Seton wondered if Sam was interested or just being expedient about his plans. “I don’t know, Aunt Corinne. I’m not skilled in the dating game, I guess.”
“Hiding up here is no way to encourage him,” her aunt pointed out.
“I don’t really want to encourage him,” Seton said. “I think we might be too different.”
“You came back because of Sam,” Corinne reminded her.
“I know.” She shook her head. “I don’t know what he really wants.”
“He wants a woman,” Corinne said. “He wants you.”
Seton blinked at her aunt’s frankness. “He doesn’t know me.”
“What’s to know? You like him, he likes you. There’s no perfect rubric for love, Seton.”
She sighed. “He wanted me to visit him tonight.”
Aunt Corinne gazed at her. “What can it hurt?”

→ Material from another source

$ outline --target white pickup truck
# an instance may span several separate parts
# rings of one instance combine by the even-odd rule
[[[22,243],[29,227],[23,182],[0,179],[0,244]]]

She didn’t know. Nothing, except her heart, of course. But maybe she was worrying too much. Seton got up, began to put her dress back on. “I’ll go. But I feel stupid.”
“Why? Because he wants you to come over, and you want to go?” Corinne shook her head this time. “If you like the man, show up. You’ve practically got a steel cage wrapped around you, Seton.” Her aunt smiled to take the sting out of her words. “Sam’s a very nice, eligible bachelor. He likes you. What does it hurt to go find out if you like him?”
Seton hesitated, not certain she was doing the right thing. She was a little intimidated by Sam and his potent, blatant allure. But if her aunt thought paying a man a call at his bunkhouse was a good idea, then what could go wrong?
THIRTY MINUTES LATER, when she finally got up the courage to knock on the bunkhouse door, what Seton most feared came to pass.
Lacey MacIntyre opened the door, and Seton could see Wendy Collins, the town’s much-married-and-on-the-hunt-again librarian in the background. “Hi, Seton. What are you doing here?” Lacey asked without much enthusiasm.